The funders echoed this emphasis on impact and collaboration.
“I’m proud of the UK’s investment in the ANH Academy and of what the ARC represents – a strong commitment to equitable, Africa-led research with real-world impact,” UK FCDO’s Prof Sir John Edmunds said.
Ana Maria Loboguerrero of the Gates Foundation added that the initiative comes at a critical moment: “Bringing together leading research and policy experts, the platform will improve access to safe, affordable and healthy diets by leveraging rigorous evidence rooted in local realities to inform climate-sensitive food and agriculture policies, leading to healthier, more equitable outcomes across the continent.”
Stellenbosch University’s role
At SU, the initiative is anchored in the Faculty of AgriSciences, which leads the programme’s governance component. The faculty is consistently ranked top in Africa for agricultural research and education, and has a strong international reputation in food systems science.
Its interdisciplinary nature – covering such areas as agricultural economics, agronomy, animal science, plant pathology and food-related disciplines – enables it to engage across the full food systems value chain, from production to nutrition and policy.
This capacity is further strengthened through its “Faculty of the Future” initiative, a major campus renewal programme aimed at advancing research, teaching and infrastructure to address emerging challenges in food systems, climate resilience and sustainable agriculture.
Dzama, who took up his role as Dean in January 2026, is an internationally recognised researcher in animal breeding, genetics and sustainable agriculture, with a strong focus on climate-resilient livestock systems.
He emphasised: “Strengthening governance systems and accountability mechanisms will be critical to translating knowledge into sustained impact at scale.”
Team effort
The SU contribution to ANH-ARC brings together a multidisciplinary team working across the programme’s core themes.
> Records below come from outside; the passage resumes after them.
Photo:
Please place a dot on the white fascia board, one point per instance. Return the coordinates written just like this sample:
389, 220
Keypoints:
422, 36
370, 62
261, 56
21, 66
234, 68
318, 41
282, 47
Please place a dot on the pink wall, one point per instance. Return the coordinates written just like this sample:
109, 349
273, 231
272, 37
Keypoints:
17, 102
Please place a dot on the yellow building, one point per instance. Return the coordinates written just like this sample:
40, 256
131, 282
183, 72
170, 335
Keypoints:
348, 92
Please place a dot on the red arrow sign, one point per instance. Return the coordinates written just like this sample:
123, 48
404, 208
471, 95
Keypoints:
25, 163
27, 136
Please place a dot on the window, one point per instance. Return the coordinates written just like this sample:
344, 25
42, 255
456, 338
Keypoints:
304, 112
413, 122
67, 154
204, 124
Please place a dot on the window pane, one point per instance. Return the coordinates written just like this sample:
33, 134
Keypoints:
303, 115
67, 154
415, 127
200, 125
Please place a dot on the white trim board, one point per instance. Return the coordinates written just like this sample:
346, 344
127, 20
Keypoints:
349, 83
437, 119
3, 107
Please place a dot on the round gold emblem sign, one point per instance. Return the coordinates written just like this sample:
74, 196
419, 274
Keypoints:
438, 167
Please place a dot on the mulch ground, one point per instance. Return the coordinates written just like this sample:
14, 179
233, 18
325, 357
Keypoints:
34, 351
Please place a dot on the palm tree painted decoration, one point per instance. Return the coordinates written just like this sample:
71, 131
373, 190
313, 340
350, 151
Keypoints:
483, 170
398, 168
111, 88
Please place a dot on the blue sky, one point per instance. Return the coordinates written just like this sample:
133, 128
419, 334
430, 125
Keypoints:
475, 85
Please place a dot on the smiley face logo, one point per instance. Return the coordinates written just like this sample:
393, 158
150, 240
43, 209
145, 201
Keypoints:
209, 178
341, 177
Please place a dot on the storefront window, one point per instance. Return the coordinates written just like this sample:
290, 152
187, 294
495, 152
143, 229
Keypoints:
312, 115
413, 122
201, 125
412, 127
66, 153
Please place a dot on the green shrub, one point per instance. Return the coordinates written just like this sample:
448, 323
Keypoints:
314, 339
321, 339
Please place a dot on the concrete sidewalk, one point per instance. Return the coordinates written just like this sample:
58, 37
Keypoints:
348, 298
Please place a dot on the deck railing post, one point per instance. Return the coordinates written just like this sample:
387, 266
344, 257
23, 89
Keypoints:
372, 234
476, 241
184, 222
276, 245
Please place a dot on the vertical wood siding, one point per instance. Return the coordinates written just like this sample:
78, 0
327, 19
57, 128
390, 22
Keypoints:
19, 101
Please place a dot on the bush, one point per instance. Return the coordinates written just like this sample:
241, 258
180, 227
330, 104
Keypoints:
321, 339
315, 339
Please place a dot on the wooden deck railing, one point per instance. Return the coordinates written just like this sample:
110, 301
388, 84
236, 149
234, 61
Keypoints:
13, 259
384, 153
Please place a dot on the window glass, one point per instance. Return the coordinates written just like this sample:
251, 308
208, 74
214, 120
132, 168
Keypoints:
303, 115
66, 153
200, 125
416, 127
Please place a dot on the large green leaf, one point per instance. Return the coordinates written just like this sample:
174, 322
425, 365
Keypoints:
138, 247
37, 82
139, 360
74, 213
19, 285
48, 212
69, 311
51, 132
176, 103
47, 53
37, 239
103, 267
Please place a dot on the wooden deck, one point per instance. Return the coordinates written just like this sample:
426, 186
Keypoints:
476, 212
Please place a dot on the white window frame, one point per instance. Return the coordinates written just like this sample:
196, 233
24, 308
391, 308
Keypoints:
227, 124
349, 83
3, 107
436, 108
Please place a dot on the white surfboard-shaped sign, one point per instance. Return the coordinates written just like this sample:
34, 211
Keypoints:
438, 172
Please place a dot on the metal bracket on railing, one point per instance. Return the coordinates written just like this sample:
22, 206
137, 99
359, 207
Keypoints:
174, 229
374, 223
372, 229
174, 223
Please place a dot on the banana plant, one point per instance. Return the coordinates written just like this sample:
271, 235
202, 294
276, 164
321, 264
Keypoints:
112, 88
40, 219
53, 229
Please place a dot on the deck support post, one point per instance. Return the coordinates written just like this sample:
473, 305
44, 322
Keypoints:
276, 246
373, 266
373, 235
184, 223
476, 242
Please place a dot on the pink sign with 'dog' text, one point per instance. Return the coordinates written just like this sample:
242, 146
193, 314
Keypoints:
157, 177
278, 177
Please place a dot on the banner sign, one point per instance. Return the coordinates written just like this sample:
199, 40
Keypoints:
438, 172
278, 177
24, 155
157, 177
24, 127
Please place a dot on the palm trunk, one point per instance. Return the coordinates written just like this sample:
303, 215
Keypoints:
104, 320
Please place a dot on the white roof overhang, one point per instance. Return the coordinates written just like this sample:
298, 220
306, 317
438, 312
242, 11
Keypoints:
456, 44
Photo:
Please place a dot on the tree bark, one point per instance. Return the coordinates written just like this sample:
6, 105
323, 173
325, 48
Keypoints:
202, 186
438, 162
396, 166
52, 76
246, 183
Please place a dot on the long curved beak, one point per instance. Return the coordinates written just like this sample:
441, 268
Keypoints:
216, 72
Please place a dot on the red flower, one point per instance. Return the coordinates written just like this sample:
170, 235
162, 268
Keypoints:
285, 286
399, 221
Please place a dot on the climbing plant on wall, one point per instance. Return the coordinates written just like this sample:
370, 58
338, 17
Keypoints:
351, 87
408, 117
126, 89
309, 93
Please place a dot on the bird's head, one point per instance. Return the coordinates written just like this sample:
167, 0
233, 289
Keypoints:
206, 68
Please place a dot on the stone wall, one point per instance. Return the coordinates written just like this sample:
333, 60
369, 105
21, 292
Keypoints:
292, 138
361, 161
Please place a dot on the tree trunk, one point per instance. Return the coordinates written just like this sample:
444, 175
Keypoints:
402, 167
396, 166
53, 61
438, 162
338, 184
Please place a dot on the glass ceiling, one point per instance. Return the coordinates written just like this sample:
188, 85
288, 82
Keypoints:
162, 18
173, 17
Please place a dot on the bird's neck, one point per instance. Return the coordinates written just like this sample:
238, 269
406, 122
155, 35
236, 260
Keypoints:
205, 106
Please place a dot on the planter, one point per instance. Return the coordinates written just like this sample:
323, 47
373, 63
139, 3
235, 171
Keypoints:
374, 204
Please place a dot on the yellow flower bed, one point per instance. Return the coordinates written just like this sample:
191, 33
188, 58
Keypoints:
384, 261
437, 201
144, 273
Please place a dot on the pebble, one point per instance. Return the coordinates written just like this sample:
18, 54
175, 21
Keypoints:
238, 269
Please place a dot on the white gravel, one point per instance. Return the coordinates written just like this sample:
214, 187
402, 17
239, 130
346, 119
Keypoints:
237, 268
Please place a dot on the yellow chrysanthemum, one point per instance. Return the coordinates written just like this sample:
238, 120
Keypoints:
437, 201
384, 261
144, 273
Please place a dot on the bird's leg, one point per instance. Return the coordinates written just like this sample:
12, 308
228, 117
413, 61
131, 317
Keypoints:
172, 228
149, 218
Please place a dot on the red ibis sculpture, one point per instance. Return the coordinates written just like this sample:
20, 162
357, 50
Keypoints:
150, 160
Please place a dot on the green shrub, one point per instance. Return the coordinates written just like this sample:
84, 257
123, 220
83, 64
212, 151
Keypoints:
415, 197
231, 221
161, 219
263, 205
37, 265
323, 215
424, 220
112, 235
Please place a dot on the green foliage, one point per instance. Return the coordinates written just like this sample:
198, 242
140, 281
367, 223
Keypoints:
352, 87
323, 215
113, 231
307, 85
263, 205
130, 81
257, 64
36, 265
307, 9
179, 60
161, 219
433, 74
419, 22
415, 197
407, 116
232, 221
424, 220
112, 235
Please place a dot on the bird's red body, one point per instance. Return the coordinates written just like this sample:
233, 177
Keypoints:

- Prof Dzama serves as the principal investigator
- Prof Scott Drimie is the co-principal investigator, leading work on living labs and multi-stakeholder engagement
- Prof Lisanne du Plessis and Dr Sandra Boatemaa contribute to research on governance diagnostics
- Dr Obvious Mapiye focuses on livestock transitions within food systems
- Julia Harper manages the project
Linking research and practice
A distinctive feature of ANH-ARC is its emphasis on applied, multi-stakeholder approaches. At SU, this builds on the work of the Southern Africa Food Lab (SAFL), known for its facilitation of Learning Labs and African Food Dialogues – structured processes that enable stakeholders to test ideas, build shared understanding and develop practical, context-specific interventions.
“We are bringing together different disciplines and actors to address food systems challenges in a coordinated way,” said Dzama, who also heads the SAFL.
These approaches – grounded in dialogue, experimentation and collaboration – are expected to inform how ANH-ARC works, helping to bridge the gap between knowledge and action.
Continental priorities
The initiative is aligned with key African Union frameworks, including Agenda 2063, the Comprehensive Africa Agriculture Development Programme (CAADP) 2026–2035 strategy, the Kampala Declaration on Agriculture and Food Security, and the African Continental Free Trade Area (AfCFTA).
By linking research to these policy processes, ANH-ARC aims to support more coherent and coordinated food-systems transformation across the continent.
Looking ahead
The real test of ANH-ARC will lie in whether it can strengthen the governance, coordination and accountability needed to translate evidence into sustained action at a continental level.
“We want this work to influence not only policy but also practice. That’s where the impact will be,” Dzama said.